By Jessica Skropanic
Redding Record Searchlight, Calif.

WWR Article Summary (tl;dr) Breanna Devore-McDonald is on a mission. The recent Notre Dame grad who will enter a computer science doctoral program in the fall, wants to change perceptions about women in computer science.

Redding Record Searchlight, Calif.

At 21, Breanna Devore-McDonald has the next few years planned out.

The Anderson resident just graduated from Notre Dame with a bachelor’s degree in computer science, where she attended on a full scholarship. She’ll enter a doctoral program in the fall.

This summer, she’ll work as an instructor at Girls Who Code, a Bay Area coding camp for high school girls who want to enter computer science and related fields.

The camp’s purpose is to help underrepresented minorities close the gender gap in STEM fields like computer science.

When she’s teaching, Devore-McDonald will be able to relate from personal experience what it’s like to be the only woman in the room.

“I’ve had a lot of mixed experiences,” Devore-McDonald said. “It’s hard to tell that you’re the only woman at Notre Dame. People (there) aren’t as discriminating as other places. I didn’t realize how big of a difference it is between a man and a woman in my field.”

She found out just how big those differences were when she did summer internships while at university.
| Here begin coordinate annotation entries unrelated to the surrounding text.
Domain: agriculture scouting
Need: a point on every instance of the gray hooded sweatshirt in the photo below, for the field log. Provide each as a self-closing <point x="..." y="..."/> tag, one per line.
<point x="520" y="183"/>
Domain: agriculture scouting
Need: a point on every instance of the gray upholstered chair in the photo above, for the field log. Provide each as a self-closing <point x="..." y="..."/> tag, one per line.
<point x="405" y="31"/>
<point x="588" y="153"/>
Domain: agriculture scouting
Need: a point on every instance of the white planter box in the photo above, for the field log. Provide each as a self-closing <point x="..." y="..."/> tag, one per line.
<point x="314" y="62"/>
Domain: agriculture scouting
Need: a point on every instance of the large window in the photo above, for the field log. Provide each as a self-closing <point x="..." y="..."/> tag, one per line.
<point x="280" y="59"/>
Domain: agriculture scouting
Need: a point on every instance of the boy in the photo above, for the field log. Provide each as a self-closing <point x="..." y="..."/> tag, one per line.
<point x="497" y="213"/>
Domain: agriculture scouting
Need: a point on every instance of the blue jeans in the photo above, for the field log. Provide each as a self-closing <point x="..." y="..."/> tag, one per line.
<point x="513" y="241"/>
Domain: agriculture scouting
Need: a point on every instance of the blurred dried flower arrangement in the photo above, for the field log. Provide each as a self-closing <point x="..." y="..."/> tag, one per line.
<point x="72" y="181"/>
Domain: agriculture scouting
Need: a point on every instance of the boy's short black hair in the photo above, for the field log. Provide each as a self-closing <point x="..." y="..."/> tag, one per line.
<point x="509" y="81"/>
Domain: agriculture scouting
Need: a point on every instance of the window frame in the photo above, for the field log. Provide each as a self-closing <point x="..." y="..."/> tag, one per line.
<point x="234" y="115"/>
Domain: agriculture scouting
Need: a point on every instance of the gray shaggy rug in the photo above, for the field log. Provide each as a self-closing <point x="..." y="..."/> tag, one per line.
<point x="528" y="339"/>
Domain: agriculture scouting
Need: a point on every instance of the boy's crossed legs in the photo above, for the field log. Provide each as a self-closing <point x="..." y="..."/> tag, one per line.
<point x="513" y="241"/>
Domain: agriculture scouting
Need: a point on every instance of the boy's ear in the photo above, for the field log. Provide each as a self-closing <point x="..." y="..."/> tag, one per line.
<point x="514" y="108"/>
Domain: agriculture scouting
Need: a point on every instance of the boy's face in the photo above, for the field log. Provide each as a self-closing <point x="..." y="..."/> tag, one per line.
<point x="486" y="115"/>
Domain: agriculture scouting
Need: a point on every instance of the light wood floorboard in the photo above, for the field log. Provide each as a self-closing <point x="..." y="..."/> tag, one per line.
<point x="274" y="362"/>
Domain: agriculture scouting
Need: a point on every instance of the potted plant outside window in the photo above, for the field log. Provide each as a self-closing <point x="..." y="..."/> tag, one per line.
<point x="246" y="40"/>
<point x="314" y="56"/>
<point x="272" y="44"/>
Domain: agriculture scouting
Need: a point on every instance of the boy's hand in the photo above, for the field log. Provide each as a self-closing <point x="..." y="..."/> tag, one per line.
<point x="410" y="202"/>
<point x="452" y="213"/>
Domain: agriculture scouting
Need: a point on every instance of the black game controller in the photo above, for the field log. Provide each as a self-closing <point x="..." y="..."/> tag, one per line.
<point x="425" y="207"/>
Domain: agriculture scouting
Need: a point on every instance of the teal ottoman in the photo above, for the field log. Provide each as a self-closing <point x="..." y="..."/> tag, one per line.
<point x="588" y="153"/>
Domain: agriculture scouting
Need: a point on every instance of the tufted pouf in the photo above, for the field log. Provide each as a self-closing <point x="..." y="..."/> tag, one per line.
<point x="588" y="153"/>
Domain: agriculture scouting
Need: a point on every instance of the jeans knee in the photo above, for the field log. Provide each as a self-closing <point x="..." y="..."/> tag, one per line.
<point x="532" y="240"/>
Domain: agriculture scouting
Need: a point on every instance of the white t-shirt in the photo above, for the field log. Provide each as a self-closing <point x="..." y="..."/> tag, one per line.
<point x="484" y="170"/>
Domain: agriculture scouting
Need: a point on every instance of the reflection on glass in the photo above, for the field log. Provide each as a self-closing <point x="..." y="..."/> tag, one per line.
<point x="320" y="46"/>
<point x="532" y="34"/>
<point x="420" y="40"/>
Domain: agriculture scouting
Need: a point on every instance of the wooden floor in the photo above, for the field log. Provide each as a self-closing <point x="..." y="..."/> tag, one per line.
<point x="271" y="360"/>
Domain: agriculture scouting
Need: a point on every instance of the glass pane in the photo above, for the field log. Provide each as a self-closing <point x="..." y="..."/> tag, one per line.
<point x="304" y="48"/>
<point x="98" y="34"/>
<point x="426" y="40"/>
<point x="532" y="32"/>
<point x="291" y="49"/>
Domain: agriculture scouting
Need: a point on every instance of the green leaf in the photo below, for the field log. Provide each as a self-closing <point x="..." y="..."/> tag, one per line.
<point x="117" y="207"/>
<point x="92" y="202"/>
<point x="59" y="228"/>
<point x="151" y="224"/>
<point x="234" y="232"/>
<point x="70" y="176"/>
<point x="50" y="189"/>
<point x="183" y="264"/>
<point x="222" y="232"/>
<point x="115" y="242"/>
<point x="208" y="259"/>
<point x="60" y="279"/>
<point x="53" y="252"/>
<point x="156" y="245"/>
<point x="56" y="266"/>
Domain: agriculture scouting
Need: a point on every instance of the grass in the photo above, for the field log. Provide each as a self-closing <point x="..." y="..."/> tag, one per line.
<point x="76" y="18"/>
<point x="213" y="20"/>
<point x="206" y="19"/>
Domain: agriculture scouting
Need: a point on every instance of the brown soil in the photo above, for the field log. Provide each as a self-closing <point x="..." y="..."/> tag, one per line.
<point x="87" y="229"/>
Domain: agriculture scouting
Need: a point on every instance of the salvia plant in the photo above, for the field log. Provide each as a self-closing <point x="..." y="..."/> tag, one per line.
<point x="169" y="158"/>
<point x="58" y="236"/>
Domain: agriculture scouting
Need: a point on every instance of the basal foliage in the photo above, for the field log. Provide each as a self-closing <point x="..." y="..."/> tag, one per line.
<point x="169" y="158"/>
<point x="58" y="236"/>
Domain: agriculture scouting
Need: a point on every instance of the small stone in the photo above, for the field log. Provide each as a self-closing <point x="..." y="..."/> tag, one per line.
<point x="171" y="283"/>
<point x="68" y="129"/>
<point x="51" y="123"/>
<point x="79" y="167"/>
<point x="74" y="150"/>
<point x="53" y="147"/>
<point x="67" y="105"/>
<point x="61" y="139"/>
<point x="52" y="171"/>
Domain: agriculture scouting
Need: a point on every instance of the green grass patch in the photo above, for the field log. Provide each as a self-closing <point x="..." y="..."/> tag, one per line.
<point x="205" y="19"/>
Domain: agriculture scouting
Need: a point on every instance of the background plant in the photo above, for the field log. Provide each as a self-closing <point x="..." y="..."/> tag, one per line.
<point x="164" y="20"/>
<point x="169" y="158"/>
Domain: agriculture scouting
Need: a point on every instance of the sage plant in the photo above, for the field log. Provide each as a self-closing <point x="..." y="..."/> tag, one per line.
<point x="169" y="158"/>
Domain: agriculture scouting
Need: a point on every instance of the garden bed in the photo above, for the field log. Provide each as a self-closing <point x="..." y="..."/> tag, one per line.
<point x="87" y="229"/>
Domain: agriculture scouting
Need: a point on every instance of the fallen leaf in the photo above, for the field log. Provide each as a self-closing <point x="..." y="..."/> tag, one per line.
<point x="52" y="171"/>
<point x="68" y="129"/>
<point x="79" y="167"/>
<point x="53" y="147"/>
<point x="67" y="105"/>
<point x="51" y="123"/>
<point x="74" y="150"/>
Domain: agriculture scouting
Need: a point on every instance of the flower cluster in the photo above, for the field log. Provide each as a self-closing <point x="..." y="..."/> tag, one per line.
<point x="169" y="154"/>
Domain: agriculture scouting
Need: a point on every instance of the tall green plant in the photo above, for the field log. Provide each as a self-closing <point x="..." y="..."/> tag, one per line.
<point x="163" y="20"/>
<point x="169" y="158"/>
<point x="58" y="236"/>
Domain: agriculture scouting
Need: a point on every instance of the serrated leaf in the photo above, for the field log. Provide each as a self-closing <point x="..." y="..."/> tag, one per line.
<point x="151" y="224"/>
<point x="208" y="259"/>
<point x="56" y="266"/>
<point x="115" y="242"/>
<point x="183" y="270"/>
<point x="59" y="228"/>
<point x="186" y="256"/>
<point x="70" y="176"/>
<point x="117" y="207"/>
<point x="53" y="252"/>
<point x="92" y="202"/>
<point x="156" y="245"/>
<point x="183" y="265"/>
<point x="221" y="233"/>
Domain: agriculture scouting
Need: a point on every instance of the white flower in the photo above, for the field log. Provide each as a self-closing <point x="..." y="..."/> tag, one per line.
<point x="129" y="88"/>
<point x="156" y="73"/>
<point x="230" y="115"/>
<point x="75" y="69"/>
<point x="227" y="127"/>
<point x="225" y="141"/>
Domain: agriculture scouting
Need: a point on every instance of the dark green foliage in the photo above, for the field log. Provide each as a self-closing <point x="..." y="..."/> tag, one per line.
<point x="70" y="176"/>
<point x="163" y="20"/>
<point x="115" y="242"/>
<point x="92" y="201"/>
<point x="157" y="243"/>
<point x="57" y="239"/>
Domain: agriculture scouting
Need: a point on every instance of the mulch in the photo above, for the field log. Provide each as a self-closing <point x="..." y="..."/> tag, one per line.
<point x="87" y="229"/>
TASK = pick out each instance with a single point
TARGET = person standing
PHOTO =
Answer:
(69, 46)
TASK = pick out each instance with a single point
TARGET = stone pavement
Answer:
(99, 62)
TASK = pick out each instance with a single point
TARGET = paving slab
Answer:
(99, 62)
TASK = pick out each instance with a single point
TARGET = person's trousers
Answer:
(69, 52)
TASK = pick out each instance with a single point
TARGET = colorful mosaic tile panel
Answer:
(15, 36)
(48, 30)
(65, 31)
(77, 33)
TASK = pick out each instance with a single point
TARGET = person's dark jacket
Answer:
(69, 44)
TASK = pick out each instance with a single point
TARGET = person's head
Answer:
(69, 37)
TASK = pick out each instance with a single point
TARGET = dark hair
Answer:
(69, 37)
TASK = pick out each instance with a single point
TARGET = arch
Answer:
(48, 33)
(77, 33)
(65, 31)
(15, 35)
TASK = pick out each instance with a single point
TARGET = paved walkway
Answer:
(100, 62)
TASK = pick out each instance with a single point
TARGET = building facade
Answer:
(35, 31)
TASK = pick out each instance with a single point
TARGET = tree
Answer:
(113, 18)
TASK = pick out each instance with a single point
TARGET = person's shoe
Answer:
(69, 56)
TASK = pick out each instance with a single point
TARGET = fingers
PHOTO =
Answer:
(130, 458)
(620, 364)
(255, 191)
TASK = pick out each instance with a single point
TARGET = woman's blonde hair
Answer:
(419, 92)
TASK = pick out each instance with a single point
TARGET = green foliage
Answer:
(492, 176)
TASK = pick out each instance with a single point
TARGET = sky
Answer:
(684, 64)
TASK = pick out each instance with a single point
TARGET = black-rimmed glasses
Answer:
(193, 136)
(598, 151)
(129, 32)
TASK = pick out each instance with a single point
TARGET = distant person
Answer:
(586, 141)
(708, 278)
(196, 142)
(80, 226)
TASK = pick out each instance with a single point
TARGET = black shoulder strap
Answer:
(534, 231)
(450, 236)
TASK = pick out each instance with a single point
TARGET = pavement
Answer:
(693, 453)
“I had two internships, both with IBM. My first internship in Dublin, Ireland, went swimmingly. People expected me to do as much and to know as much as my male peers.”

The second one, in San Jose, wasn’t as pleasant.

“It went terribly. I was one of maybe three female interns in 30. Not all of my male peers were bad at all, but there was a group of about five that really didn’t think women were meant to be in computer science — that they weren’t capable enough.”